Commission backs traffic impact fees in Ascension

The Ascension Parish Planning Commission backed the concept Wednesday of transportation impact fees on new residential and commercial development.

But the group, which has been discussing the concept for several months, did not recommend to the Parish Council an impact fee ordinance with a suggested fee schedule.

Although the Planning Commission historically has honed a variety of development-related ordinances for the council to consider, commissioners said after their 6-0 vote that they did not see it as their role with respect to the transportation impact fee.

They said the issue of setting appropriate impact fees should be up to the council, possibly through a separate committee that could study the issue in more detail.

“We wanted to put a little wind in their sails to ‘OK, let’s get this started,’ ” Commissioner Donald Songy said after the meeting.

Songy, a former parish school superintendent and backer of the concept, served on a similar study group in 2005 when then-Parish President Ronnie Hughes proposed road impact fees amid the post-Hurricane Katrina building boom.

Impact fees call for new developments to pay a fee to help with the costs it creates when it attracts new residents and cars, but the idea also can generate opposition from builders and raise concerns about housing affordability.

Some communities have impact fees for a variety of municipal services, but Ascension’s old plan focused on roads.

In June 2006, that ordinance, which needed a two-thirds vote to pass, received a seven-person majority on the 11-member council but failed to get the final, eighth vote.

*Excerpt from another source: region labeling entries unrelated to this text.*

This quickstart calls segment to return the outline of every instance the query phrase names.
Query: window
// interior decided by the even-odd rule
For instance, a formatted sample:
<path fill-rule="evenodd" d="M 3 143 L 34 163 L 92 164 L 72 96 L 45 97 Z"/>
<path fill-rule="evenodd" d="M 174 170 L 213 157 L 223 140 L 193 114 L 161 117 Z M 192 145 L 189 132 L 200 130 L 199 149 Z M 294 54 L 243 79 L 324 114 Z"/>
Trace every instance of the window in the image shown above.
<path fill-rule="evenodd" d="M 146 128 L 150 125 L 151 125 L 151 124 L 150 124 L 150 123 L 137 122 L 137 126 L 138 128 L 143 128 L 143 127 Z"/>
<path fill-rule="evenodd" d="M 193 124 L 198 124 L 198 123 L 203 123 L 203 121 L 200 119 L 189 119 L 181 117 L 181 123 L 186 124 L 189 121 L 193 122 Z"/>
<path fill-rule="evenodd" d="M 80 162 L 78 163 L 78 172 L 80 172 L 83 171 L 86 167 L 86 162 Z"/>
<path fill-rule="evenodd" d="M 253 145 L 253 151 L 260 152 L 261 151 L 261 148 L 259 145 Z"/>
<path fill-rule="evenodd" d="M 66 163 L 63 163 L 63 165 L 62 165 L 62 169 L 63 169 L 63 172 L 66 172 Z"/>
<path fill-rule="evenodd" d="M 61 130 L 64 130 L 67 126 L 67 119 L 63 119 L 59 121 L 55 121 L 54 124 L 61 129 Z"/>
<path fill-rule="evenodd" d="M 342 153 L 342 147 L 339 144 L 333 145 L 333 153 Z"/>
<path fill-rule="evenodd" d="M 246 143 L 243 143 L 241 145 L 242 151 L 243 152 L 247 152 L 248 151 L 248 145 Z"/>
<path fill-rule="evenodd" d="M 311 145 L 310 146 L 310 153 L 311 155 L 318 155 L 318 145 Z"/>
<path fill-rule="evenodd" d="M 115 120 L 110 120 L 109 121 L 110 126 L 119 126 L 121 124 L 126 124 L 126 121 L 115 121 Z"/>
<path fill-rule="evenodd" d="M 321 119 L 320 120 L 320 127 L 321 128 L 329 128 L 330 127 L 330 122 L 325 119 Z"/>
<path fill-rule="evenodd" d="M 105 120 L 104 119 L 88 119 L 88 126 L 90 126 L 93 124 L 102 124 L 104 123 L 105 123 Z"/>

The current Planning Commission has been working off the old ordinance and its fees for discussion purposes.

Planning Director Ricky Compton said after the meeting Wednesday that the council will have to decide whether to hire a firm to decide what current proposed impact fees should be.

The fees in the old impact fee proposal are now nearly nine years old.

“I don’t think you should regurgitate the existing one and just pass it because it’s there,” Compton said.

In 2005, consultant Duncan Associates of Austin, Texas, conducted a study to determine what the fees should be for the market in Ascension then, basing them on road needs, development impacts and the parish tax base.

At the time, the fees were estimated to have generated $2.5 million annually, The Advocate reported then.

Charles Landry, a Baton Rouge lawyer who helped develop the old ordinance, told a Parish Council committee last year that even impact fees already in place need to be updated every so many years with a new study.

The fees in 2005 were predicated on the type of new development and the proposed square-footage in many cases.

Councilman Todd Lambert, who voted against impact fees in 2006, reminded the commissioners that the commercial fees, proposed then at more than $2,000 per 1,000 square foot, raised concerns about pricing out new mom-and-pop businesses.

Councilwoman Teri Casso, who has pushed to restart the impact fee discussion as Council Finance Committee chair, said her committee could consider who would serve in a group to look at the issue.

“I know this is not an easy issue to look at, and I appreciate very much that you did so,” she told the commissioners.